Ecrit par : Dominique | dimanche, 23 novembre 2008
J'ai dû lire tous les romans du juge Ti publiées par Van Gulik, et pas un seul ne se passe à Pékin ! La plupart se situent dans des villes imaginées par l'auteur, mais censées être des localités de diverses provinces chinoises. Seules deux se passent dans des lieux identifiés : la ville de Canton dans "Meutres à Canton" et la capitale de la dynastie Tang, Chang'an (aujuourd'hui Xi'an), dans "Le Motif du saule".
Pékin n'était pas la capitale de l'empire chinois à l'époque... Elle ne l'est devenue que sous les Ming, soit sept siècles après le juge Ti. Van Gulik ayant mis un petit rappel historique dans chacun de ses romans, c'est le genre de chose qu'on ne peut pas manquer. La mémoire de Chaillet doit cafouiller complètement. Ou bien il s'y est produit une confusion avec des séries de bande dessinée comme "Le Moine Fou", de Vink, qui se passe bien au 12e siècle, sous la dynastie des Song du Sud. Une période mouvementée, mais passionnante pour les scénaristes...
Ecrit par : Irène | dimanche, 23 novembre 2008
C'est ce qu'il me semblait de mes souvenirs datant déjà de quinze ans. Il y a encore au moins un roman où il est fait allusion à un bref séjour dans la capitale mais cela ne constitue pas alors le cadre de l'histoire et de l'enquête, et puis la carrière du juge se poursuit au plus haut niveau dans les suites qui ne sont plus de la plume de Van Gulik. Mais, en effet, Pékin ne peut être le cadre des intrigues (même si on trouve aussi dans un des romans une ville de province fortement mandchoue). Ce sont des romans provinciaux et c'est bien leur caractéristique.
Ecrit par : Dominique | dimanche, 23 novembre 2008
Van Gulik a emmené son juge Ti dans plusieurs provinces, du nord au sud et de l'est à l'ouest de l'Empire du Milieu.

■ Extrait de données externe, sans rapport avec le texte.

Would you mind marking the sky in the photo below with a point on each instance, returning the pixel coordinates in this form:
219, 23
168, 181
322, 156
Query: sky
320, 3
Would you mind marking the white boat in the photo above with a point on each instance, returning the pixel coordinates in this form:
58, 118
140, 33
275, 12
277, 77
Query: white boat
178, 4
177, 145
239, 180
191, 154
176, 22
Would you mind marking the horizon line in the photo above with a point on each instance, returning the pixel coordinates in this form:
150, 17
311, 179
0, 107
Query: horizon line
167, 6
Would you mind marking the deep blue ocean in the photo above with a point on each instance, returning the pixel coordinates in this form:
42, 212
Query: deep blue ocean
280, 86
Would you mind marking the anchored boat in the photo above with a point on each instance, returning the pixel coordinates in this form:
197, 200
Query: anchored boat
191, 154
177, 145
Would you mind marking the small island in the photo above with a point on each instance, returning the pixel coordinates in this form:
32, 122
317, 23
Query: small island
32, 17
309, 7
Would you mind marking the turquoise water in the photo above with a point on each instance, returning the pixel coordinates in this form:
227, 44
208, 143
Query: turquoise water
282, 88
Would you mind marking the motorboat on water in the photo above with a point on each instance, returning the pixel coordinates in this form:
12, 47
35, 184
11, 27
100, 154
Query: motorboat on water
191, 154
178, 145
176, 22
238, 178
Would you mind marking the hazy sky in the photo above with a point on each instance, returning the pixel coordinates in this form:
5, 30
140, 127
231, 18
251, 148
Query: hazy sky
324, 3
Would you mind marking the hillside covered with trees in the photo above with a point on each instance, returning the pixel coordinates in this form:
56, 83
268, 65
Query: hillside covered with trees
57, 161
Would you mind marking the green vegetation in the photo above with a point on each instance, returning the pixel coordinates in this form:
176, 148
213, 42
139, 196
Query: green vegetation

Certains romans se passent dans des villes du nord, avec une forte population de Mandchous ou de Ouïghours, d'autres dans le sud presque tropical de la Chine, ou encore à la frontière avec la Corée. Mais dans les aventures qui font intervenir un séjour dans "la capitale", il s'agit toujours bien sûr de Chang'an, la capitale des Tang, qui a une situation plus centrale que Pékin.
Pékin était la "capitale du nord" au 12e siècle, quand la Chine a été partagée entre la dynastie Jin (sous la domination d'une ethnie non-Han, un peuple des steppes proche des Mongols) et les Song du Sud. Ce sont les Mongols, sous Kubilaï Khan, au 13e siècle, qui ont pour la première fois fait de Pékin (sous le nom de Khanbalik) la capitale d'un empire chinois unifié.
Ecrit par : Irène | dimanche, 23 novembre 2008
Effarant également, le mépris pour l'auteur, qui aurait écrit les aventures du juge Ti «pour éviter de s'[...]ennuyer [à Pékin]». Étant en réalité un sinologue reconnu par ses pairs, il avait amplement de quoi s'occuper.
Quand je faisais mes classes, j'ai appris suffisamment de néerlandais pour lire un livre lui ayant appartenu, qui traitait des nonnes bouddhistes d'après le Canon Theravâdin en pâli (on voit par là l'étendue de sa curiosité). L'ex-libris de van Gulik était magnifique. Je ne décrirai pas le dessin de la vignette, ni ne dirai où se trouve le livre, de peur que les bouffons ne s'en emparent.
Ecrit par : pièce détachée | dimanche, 23 novembre 2008
Le caractère chinois Xiān* signifie ancêtre.
* http://www.chine-nouvelle.com/methode/caracteres/caractere/20808.html
Cette ville ancienne capitale a gardé aujourd'hui encore une forte prééminence à cause de son passé archéologique. Pour aller voir les soldats de terre cuite et leurs chevaux, prendre le bus 306 à la gare.
Chăng’ăn j'suis pas sûre que les accents soient tout à fait ceux-là mais ils sont sur les "a".